Inter-rater reliability

Inter-rater reliability (IRR) is the consistency of scores when different instructors or examiners assess the same performance. ICAO's glossary definition is short: consistency or stability of scores between different raters. If Instructor A grades Situation Awareness at 2 and Instructor B would have graded the same crew 4 on the same evidence, the grade is not a property of the pilot; it is a property of the roster. Training data, licence outcomes and remediation decisions built on that noise are not trustworthy.

IRR is distinct from, and incomplete without, assessment validity: alignment with the approved terms of reference (the adapted competency model, word pictures and policy thresholds). Perfect agreement on the wrong standard is reliable nonsense. Doc 9995 pairs the two under instructor standardisation: agreement among EBT instructors and alignment with those terms of reference.

Why EBT cannot live without it

Competency-based and evidence-based programmes replace simple manoeuvre pass/fail with multi-competency graded data. That data:

  • drives individual remediation and ADDITIONAL TRAINING REQUIRED decisions;
  • feeds fleet and airline performance analysis;
  • steers scenario design and programme change over time.

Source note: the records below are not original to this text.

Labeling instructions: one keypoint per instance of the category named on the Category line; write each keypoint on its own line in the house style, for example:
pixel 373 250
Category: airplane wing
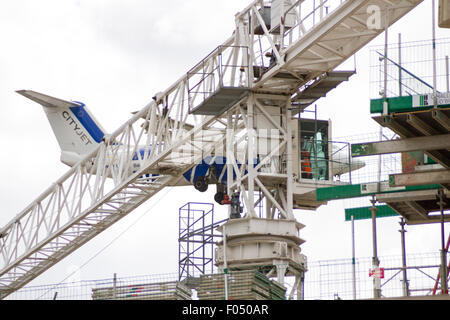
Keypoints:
pixel 45 100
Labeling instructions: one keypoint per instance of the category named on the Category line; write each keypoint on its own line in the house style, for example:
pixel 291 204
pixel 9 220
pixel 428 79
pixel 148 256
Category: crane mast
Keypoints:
pixel 233 95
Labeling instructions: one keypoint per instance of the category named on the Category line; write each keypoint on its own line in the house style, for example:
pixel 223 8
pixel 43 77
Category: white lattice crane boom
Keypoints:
pixel 306 40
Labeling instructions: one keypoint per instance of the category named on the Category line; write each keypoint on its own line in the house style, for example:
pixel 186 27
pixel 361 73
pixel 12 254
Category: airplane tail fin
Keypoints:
pixel 76 130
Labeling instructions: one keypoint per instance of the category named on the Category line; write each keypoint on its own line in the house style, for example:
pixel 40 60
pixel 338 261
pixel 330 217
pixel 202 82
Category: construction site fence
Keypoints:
pixel 324 280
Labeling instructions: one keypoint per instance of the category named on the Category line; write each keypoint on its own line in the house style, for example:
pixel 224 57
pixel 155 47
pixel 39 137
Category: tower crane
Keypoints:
pixel 235 91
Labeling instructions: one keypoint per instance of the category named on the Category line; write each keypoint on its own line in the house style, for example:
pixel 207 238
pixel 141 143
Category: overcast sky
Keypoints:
pixel 114 56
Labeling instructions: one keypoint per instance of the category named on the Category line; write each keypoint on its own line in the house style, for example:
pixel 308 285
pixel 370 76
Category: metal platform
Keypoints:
pixel 320 87
pixel 418 124
pixel 417 207
pixel 220 101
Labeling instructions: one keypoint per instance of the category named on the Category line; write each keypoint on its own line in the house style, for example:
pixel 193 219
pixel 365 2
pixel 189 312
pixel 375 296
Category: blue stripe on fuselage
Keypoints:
pixel 87 122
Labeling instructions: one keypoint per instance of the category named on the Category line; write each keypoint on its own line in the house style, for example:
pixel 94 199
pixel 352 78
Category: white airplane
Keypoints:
pixel 78 133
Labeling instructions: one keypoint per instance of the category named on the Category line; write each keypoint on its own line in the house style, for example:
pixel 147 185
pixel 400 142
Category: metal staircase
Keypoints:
pixel 101 189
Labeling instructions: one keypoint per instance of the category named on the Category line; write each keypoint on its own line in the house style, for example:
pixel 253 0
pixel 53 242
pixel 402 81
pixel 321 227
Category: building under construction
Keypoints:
pixel 244 120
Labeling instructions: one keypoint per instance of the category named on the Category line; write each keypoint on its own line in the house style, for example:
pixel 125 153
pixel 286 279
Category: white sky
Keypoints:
pixel 114 56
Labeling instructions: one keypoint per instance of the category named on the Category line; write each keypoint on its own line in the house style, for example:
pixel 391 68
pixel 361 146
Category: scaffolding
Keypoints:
pixel 196 238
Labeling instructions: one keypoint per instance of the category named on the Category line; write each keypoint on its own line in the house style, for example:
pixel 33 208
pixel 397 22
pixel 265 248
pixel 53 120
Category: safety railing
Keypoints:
pixel 225 67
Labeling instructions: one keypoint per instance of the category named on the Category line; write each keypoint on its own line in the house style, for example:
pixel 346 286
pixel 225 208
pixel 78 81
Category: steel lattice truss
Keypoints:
pixel 103 188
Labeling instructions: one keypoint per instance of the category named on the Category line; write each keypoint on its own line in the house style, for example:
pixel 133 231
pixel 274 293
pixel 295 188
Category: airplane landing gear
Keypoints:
pixel 201 184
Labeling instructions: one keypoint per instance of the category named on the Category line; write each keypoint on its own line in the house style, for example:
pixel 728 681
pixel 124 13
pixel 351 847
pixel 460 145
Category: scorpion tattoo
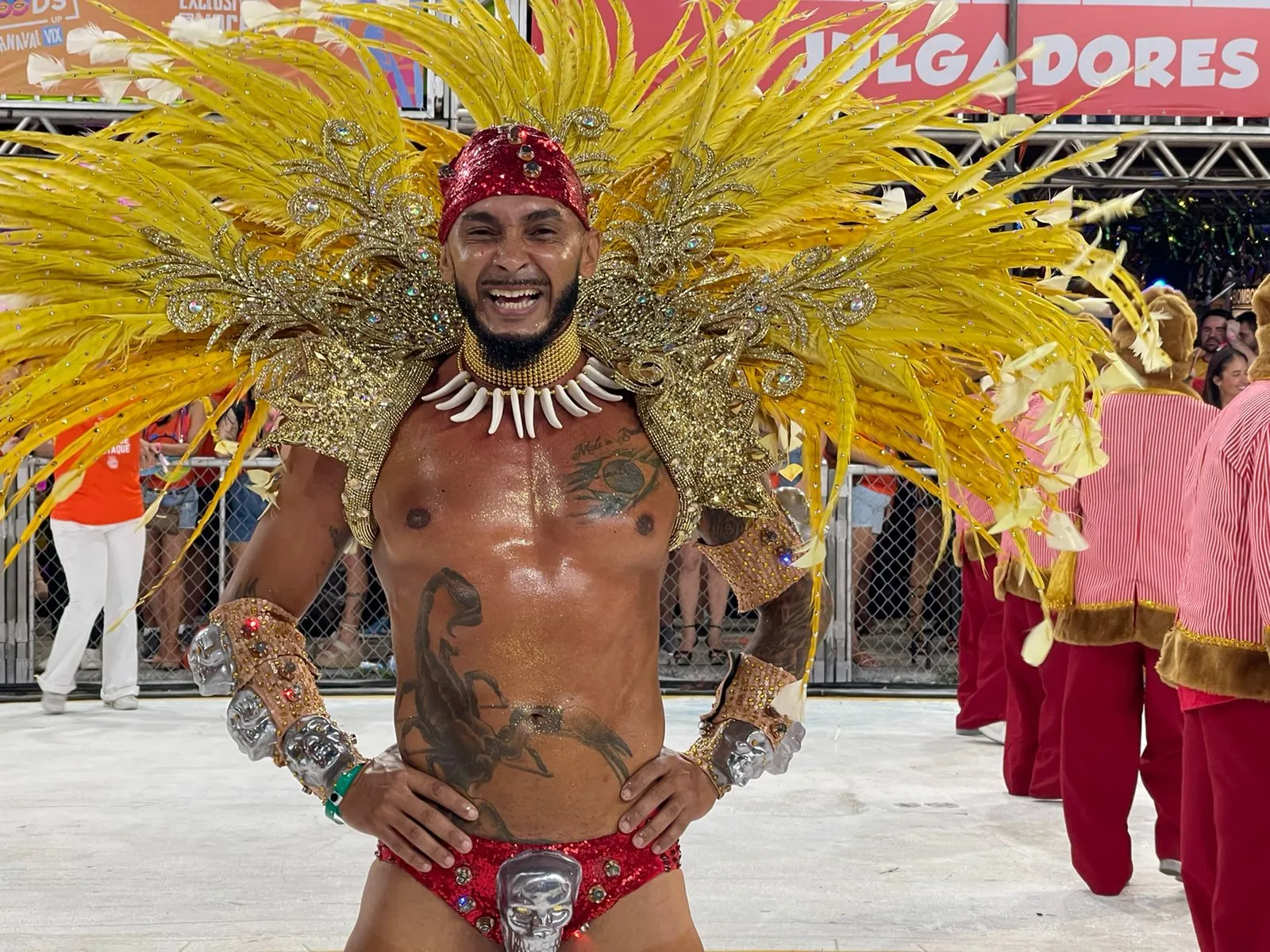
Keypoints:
pixel 457 746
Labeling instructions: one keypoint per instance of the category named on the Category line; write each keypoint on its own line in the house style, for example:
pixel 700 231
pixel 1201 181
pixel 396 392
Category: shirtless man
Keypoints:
pixel 522 579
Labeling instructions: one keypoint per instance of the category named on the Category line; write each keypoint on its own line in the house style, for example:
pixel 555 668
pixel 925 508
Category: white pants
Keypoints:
pixel 103 571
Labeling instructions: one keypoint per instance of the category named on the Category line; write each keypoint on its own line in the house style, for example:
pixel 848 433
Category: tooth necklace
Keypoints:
pixel 526 389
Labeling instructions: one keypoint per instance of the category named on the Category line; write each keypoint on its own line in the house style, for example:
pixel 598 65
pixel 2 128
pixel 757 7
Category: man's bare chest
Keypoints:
pixel 596 476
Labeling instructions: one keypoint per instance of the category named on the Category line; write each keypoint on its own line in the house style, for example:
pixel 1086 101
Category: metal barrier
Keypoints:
pixel 897 602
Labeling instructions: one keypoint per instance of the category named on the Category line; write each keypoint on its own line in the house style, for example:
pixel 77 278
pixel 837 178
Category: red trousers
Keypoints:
pixel 981 659
pixel 1034 706
pixel 1106 692
pixel 1226 824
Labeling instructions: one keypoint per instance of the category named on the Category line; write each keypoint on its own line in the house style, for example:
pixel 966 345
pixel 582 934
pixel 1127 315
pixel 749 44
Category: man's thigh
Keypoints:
pixel 400 916
pixel 653 918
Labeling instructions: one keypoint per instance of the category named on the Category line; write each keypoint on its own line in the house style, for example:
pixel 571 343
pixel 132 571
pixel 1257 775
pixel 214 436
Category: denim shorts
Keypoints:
pixel 868 508
pixel 243 511
pixel 182 501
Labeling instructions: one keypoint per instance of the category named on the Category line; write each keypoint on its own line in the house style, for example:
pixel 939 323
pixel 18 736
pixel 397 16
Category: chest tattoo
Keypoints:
pixel 611 475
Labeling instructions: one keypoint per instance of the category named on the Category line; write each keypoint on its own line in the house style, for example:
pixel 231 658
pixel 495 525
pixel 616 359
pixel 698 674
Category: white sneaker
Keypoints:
pixel 995 731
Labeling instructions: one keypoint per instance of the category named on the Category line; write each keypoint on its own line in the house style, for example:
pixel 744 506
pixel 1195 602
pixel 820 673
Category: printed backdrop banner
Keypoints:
pixel 41 27
pixel 1184 57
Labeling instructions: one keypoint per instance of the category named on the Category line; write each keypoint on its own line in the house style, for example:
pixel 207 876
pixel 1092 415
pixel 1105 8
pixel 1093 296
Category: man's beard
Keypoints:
pixel 514 352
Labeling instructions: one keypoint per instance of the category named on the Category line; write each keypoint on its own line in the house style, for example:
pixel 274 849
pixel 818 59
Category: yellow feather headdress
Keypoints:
pixel 276 232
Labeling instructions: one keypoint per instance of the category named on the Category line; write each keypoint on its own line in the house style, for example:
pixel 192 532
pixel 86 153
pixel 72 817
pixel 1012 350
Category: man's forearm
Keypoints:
pixel 784 634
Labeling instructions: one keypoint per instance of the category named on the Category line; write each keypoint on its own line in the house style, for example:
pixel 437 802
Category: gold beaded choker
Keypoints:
pixel 556 361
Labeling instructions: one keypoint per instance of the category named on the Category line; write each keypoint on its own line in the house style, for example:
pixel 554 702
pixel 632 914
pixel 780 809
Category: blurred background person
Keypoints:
pixel 169 530
pixel 692 568
pixel 101 543
pixel 1123 602
pixel 1210 340
pixel 1227 378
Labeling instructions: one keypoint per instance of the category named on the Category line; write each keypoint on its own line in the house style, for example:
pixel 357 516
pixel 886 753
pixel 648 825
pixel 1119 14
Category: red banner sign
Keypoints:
pixel 1187 57
pixel 41 27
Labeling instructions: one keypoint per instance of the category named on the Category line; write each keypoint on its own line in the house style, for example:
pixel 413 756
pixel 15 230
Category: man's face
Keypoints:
pixel 514 262
pixel 1249 334
pixel 1212 333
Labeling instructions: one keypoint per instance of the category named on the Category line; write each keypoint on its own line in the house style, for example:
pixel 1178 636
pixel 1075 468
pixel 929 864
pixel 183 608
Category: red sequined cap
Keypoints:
pixel 510 160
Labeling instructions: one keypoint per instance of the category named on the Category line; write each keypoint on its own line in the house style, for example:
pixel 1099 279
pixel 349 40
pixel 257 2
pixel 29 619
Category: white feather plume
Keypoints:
pixel 102 46
pixel 44 71
pixel 197 31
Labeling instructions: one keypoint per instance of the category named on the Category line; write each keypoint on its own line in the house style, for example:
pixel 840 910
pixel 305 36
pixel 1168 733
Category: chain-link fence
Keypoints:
pixel 897 598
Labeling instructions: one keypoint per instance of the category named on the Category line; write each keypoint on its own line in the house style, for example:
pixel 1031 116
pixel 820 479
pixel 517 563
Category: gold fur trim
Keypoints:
pixel 1014 579
pixel 1216 666
pixel 1115 624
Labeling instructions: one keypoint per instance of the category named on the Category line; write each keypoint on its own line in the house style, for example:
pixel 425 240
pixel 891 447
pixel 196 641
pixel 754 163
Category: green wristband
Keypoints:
pixel 337 793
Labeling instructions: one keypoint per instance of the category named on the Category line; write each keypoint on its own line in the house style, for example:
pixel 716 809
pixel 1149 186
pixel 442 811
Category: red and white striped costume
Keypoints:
pixel 1217 657
pixel 1126 593
pixel 1132 514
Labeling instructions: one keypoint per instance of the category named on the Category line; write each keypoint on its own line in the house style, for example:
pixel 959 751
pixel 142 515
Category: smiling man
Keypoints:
pixel 525 520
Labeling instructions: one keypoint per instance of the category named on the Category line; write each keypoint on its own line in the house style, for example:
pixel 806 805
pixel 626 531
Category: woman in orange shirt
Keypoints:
pixel 101 543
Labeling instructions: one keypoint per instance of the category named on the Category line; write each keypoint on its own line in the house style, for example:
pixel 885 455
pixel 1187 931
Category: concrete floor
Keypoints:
pixel 148 831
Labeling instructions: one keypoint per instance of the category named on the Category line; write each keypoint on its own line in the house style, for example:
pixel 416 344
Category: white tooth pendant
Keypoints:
pixel 567 401
pixel 530 393
pixel 516 413
pixel 582 399
pixel 463 397
pixel 455 384
pixel 549 408
pixel 497 413
pixel 474 408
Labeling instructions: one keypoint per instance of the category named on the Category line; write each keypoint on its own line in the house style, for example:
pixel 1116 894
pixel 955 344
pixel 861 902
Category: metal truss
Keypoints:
pixel 1181 155
pixel 1187 155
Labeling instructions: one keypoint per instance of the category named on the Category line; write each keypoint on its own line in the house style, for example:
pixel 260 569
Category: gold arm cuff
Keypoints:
pixel 747 695
pixel 760 562
pixel 270 658
pixel 702 753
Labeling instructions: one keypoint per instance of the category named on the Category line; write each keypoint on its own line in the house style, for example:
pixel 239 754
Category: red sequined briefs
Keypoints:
pixel 611 867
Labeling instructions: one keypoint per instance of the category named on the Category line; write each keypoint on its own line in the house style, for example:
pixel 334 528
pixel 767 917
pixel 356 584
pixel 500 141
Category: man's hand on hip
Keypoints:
pixel 408 810
pixel 672 787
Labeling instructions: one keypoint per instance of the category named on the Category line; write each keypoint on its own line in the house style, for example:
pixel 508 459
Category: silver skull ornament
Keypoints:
pixel 317 752
pixel 537 895
pixel 251 725
pixel 746 753
pixel 211 662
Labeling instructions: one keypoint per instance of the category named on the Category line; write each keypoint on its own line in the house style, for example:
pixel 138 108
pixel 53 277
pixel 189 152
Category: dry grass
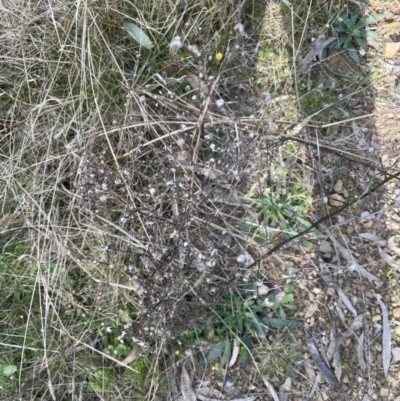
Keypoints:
pixel 123 189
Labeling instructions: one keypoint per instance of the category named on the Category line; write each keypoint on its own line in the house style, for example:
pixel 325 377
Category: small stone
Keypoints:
pixel 396 354
pixel 368 224
pixel 336 200
pixel 338 186
pixel 366 215
pixel 331 291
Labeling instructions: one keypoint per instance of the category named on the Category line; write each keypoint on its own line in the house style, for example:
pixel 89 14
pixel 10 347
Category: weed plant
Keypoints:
pixel 127 172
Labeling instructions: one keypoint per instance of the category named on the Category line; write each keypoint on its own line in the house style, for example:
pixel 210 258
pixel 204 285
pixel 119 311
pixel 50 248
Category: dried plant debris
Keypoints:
pixel 316 356
pixel 386 337
pixel 346 300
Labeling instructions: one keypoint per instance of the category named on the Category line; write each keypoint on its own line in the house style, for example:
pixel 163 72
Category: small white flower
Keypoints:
pixel 239 29
pixel 220 102
pixel 176 44
pixel 194 51
pixel 241 258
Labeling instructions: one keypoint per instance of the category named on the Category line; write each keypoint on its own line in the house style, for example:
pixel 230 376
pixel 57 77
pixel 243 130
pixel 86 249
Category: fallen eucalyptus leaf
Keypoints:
pixel 354 264
pixel 315 355
pixel 138 35
pixel 346 300
pixel 187 376
pixel 337 366
pixel 203 398
pixel 370 237
pixel 360 352
pixel 285 389
pixel 357 324
pixel 386 337
pixel 277 323
pixel 332 344
pixel 311 310
pixel 317 50
pixel 388 259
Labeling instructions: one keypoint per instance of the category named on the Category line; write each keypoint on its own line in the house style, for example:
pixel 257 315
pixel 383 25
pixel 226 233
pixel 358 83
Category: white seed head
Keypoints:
pixel 176 44
pixel 220 102
pixel 239 29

Doc 9868 lists calibrated instructor/assessor judgement (high inter-rater reliability) among the principles of competency-related training and assessment. Assessments must be reliable: all assessors should reach the same conclusion; they must be trained and monitored to achieve and maintain an acceptable level of IRR. Summative assessments with legal and safety implications especially need systematic evidence tools so raters converge.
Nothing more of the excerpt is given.